Bush lies us into war where hundreds of thousands of people are killed. Hearings? Nope. He kidnaps and tortures thousands of people. Hearings? Nope. He has shady dealings with corporate cronies to whom he filters billions of American taxpayer dollars in phony contracts. Hearings? Nope. He spies on Americans, wiretaps our phone conversations, e-mails, faxes. Hearings? Nope. Our most precious constitutional right, the right to vote, is being undermined by fixed elections, fixed voting machines, all driven by an ideological Justice Department. Hearings? Nope. My God, even when the vice president shoots someone in a drunken stupor, do they have hearings on that? Nope.

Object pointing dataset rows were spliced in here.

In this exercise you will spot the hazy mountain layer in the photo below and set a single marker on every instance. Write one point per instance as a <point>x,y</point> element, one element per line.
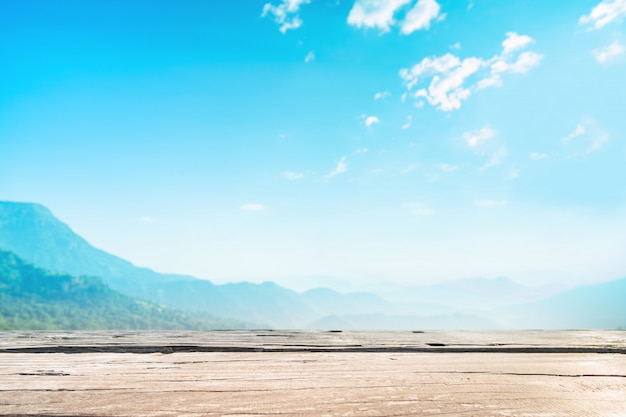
<point>32,298</point>
<point>33,233</point>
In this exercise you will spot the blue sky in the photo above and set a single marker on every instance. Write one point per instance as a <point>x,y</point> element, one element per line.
<point>354,143</point>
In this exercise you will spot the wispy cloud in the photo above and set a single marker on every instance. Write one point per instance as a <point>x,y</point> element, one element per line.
<point>285,14</point>
<point>587,137</point>
<point>420,16</point>
<point>603,13</point>
<point>342,167</point>
<point>448,167</point>
<point>381,95</point>
<point>609,52</point>
<point>252,207</point>
<point>450,76</point>
<point>380,14</point>
<point>477,137</point>
<point>495,159</point>
<point>292,176</point>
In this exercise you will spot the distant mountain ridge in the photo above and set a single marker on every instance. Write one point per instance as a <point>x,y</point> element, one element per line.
<point>33,233</point>
<point>35,299</point>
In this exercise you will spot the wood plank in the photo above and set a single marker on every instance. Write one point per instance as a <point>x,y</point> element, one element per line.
<point>389,382</point>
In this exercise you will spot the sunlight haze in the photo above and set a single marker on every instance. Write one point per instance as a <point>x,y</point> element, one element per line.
<point>351,144</point>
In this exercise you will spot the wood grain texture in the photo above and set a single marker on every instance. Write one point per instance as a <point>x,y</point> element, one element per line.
<point>389,382</point>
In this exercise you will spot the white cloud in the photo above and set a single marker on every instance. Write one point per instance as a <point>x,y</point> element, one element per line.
<point>252,207</point>
<point>370,120</point>
<point>381,95</point>
<point>446,90</point>
<point>448,167</point>
<point>374,13</point>
<point>285,14</point>
<point>476,137</point>
<point>580,130</point>
<point>447,76</point>
<point>491,203</point>
<point>587,137</point>
<point>408,122</point>
<point>604,13</point>
<point>514,42</point>
<point>605,54</point>
<point>380,14</point>
<point>292,176</point>
<point>495,159</point>
<point>342,166</point>
<point>420,16</point>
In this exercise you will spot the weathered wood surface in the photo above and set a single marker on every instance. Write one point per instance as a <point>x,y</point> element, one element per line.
<point>290,373</point>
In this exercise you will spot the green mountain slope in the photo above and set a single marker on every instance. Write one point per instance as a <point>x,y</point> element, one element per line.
<point>32,298</point>
<point>32,232</point>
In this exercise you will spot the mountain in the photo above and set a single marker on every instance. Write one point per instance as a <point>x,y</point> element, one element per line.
<point>33,298</point>
<point>597,306</point>
<point>32,232</point>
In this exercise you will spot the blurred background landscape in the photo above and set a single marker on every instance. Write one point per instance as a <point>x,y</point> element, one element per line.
<point>312,164</point>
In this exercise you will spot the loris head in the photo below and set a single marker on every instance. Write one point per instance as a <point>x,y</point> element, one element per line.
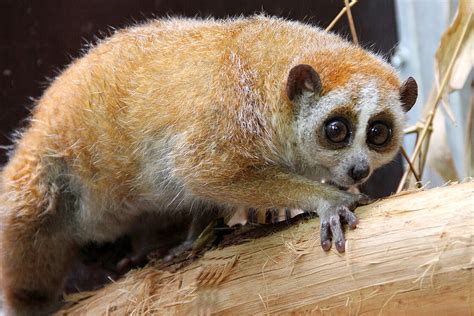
<point>346,128</point>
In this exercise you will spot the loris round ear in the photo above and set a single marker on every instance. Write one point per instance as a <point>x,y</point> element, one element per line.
<point>408,93</point>
<point>302,79</point>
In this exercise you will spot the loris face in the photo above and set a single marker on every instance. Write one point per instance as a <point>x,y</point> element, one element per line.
<point>344,135</point>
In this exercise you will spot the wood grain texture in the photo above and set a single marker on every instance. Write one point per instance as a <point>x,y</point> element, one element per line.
<point>412,253</point>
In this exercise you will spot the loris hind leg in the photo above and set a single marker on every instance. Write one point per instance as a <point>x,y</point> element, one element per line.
<point>36,244</point>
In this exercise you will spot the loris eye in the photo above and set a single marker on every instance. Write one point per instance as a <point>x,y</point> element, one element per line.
<point>337,130</point>
<point>378,134</point>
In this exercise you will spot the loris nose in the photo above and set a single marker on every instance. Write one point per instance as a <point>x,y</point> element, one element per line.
<point>359,172</point>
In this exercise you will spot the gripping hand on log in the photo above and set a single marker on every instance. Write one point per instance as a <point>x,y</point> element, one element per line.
<point>332,217</point>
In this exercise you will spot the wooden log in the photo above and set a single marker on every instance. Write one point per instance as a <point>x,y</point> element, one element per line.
<point>411,254</point>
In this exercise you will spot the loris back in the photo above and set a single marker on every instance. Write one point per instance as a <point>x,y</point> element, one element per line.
<point>182,115</point>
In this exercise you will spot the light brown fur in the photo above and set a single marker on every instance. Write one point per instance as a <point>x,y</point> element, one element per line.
<point>211,93</point>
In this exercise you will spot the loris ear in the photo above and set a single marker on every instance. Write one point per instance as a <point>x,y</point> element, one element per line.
<point>408,93</point>
<point>302,79</point>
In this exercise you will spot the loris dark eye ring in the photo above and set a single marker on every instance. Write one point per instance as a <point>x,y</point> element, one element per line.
<point>378,134</point>
<point>337,131</point>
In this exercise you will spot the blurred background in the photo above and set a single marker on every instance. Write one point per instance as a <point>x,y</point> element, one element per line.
<point>40,38</point>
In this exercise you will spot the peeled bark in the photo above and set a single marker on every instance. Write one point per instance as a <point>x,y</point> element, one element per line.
<point>411,254</point>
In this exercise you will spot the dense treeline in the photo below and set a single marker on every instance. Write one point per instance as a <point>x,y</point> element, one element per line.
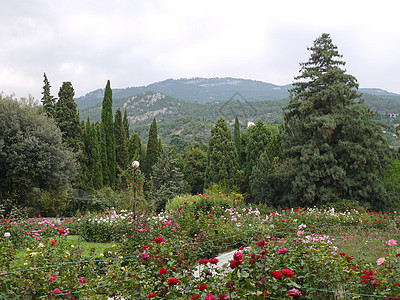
<point>329,148</point>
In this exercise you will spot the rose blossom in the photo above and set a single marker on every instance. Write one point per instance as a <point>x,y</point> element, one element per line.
<point>238,256</point>
<point>172,281</point>
<point>380,261</point>
<point>288,273</point>
<point>282,251</point>
<point>276,274</point>
<point>295,293</point>
<point>145,256</point>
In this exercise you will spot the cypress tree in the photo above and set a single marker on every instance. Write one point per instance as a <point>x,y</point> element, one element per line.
<point>92,170</point>
<point>153,148</point>
<point>108,139</point>
<point>48,100</point>
<point>236,137</point>
<point>222,156</point>
<point>337,149</point>
<point>126,124</point>
<point>67,117</point>
<point>120,141</point>
<point>134,148</point>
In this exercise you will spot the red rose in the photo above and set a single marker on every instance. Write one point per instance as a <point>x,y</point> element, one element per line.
<point>235,263</point>
<point>213,261</point>
<point>277,275</point>
<point>172,281</point>
<point>201,287</point>
<point>159,240</point>
<point>288,273</point>
<point>163,271</point>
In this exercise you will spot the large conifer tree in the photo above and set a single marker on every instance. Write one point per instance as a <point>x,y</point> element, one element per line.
<point>67,117</point>
<point>108,139</point>
<point>48,100</point>
<point>337,149</point>
<point>153,148</point>
<point>222,156</point>
<point>120,141</point>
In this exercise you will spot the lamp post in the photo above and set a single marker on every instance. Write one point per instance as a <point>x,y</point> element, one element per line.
<point>135,165</point>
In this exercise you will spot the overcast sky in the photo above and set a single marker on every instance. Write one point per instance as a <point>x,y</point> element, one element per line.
<point>135,43</point>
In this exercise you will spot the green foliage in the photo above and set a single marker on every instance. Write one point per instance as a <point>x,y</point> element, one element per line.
<point>135,148</point>
<point>48,100</point>
<point>91,161</point>
<point>222,156</point>
<point>338,150</point>
<point>153,148</point>
<point>260,180</point>
<point>194,167</point>
<point>120,141</point>
<point>108,146</point>
<point>167,178</point>
<point>67,117</point>
<point>32,153</point>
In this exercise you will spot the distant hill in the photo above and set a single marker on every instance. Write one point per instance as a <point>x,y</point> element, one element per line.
<point>200,90</point>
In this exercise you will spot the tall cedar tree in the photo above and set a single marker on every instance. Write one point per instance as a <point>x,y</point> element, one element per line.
<point>32,153</point>
<point>222,156</point>
<point>338,150</point>
<point>261,138</point>
<point>92,173</point>
<point>236,137</point>
<point>67,117</point>
<point>48,100</point>
<point>166,177</point>
<point>108,139</point>
<point>120,141</point>
<point>126,124</point>
<point>134,148</point>
<point>194,167</point>
<point>153,148</point>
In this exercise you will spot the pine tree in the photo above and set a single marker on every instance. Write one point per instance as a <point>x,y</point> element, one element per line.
<point>153,148</point>
<point>108,139</point>
<point>48,100</point>
<point>261,138</point>
<point>120,142</point>
<point>336,147</point>
<point>92,169</point>
<point>126,125</point>
<point>194,167</point>
<point>236,138</point>
<point>134,148</point>
<point>222,156</point>
<point>167,178</point>
<point>67,117</point>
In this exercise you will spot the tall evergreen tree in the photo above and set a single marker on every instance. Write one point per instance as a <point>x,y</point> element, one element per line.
<point>194,167</point>
<point>108,139</point>
<point>134,148</point>
<point>120,142</point>
<point>126,124</point>
<point>236,137</point>
<point>48,100</point>
<point>92,174</point>
<point>222,156</point>
<point>167,178</point>
<point>338,150</point>
<point>153,148</point>
<point>261,138</point>
<point>67,117</point>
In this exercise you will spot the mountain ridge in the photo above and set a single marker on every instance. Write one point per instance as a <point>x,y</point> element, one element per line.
<point>207,90</point>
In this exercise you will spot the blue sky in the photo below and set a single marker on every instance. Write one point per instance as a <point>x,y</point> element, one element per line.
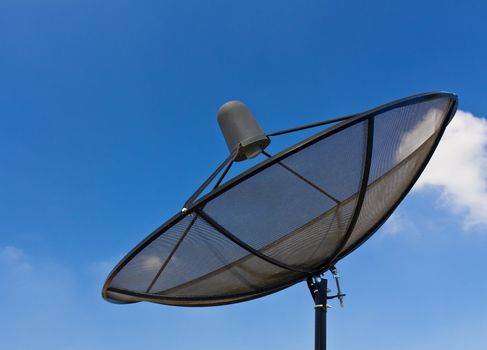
<point>108,123</point>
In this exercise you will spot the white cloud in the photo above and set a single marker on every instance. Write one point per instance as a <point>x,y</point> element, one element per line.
<point>396,224</point>
<point>459,168</point>
<point>14,259</point>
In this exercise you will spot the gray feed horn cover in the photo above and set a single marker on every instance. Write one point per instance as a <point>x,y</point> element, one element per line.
<point>290,217</point>
<point>241,131</point>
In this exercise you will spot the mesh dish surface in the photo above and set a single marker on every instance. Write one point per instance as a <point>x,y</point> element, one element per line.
<point>291,216</point>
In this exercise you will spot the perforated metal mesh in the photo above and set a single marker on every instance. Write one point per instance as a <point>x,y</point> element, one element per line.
<point>292,216</point>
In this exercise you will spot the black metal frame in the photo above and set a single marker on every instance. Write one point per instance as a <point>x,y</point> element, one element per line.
<point>194,207</point>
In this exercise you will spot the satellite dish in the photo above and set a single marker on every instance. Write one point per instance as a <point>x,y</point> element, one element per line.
<point>291,217</point>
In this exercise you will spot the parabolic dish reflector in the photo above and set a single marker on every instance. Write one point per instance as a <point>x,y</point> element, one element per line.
<point>291,216</point>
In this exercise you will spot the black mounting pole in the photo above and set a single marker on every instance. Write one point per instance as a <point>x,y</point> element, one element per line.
<point>319,291</point>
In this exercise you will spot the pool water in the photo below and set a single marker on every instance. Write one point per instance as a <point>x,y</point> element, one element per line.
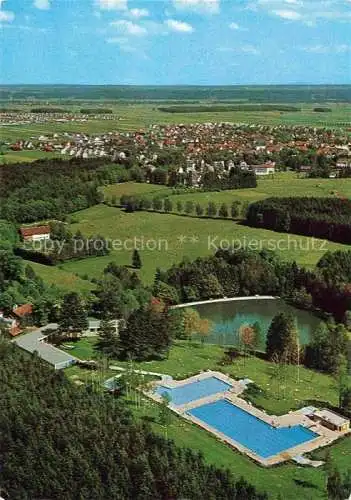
<point>194,390</point>
<point>248,430</point>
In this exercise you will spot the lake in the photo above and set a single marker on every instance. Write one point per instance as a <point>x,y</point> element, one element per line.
<point>227,318</point>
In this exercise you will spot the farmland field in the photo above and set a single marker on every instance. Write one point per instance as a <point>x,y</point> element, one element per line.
<point>281,184</point>
<point>134,116</point>
<point>177,237</point>
<point>65,280</point>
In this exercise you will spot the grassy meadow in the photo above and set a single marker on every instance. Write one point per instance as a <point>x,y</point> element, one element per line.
<point>65,280</point>
<point>280,185</point>
<point>174,237</point>
<point>177,236</point>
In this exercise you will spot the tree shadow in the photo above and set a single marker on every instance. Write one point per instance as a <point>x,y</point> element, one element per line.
<point>305,484</point>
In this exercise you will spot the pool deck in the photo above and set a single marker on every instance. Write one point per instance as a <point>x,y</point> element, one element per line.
<point>324,438</point>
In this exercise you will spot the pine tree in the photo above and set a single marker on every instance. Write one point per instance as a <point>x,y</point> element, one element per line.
<point>282,339</point>
<point>108,341</point>
<point>73,317</point>
<point>136,260</point>
<point>223,211</point>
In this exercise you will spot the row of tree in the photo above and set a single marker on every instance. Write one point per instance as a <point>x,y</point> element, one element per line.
<point>134,203</point>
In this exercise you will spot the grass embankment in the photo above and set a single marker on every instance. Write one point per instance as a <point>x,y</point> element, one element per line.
<point>281,185</point>
<point>65,280</point>
<point>172,238</point>
<point>168,229</point>
<point>185,359</point>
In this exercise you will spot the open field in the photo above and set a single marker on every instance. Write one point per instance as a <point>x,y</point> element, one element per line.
<point>135,116</point>
<point>25,156</point>
<point>135,188</point>
<point>65,280</point>
<point>165,234</point>
<point>281,184</point>
<point>288,480</point>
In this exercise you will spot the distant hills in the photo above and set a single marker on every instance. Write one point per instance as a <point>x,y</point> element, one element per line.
<point>217,94</point>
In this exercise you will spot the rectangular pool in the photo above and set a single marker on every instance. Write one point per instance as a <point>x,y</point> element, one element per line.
<point>194,390</point>
<point>249,431</point>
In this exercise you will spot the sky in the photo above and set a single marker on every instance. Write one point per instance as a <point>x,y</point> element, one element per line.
<point>172,42</point>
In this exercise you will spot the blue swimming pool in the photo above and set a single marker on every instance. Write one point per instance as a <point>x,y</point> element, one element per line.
<point>250,431</point>
<point>194,390</point>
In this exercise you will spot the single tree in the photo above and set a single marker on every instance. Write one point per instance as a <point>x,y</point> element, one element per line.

There's a real connection here. When a famous baseball player MAY have done something illegal to keep his job, we have congressional hearings. But when Bush DOES do something illegal to keep his job, do we have congressional hearings? Not on your life. We give immunity from prosecution to the witnesses and collaborators to his lawbreaking so that the truth never comes out.
Abraham Lincoln called this a country "Of the people, by the people, and for the people." George W. Bush calls it a country "Of the corporations, by the corporations, and for the corporations." And the U.S. Congress agrees. Talk about outrage.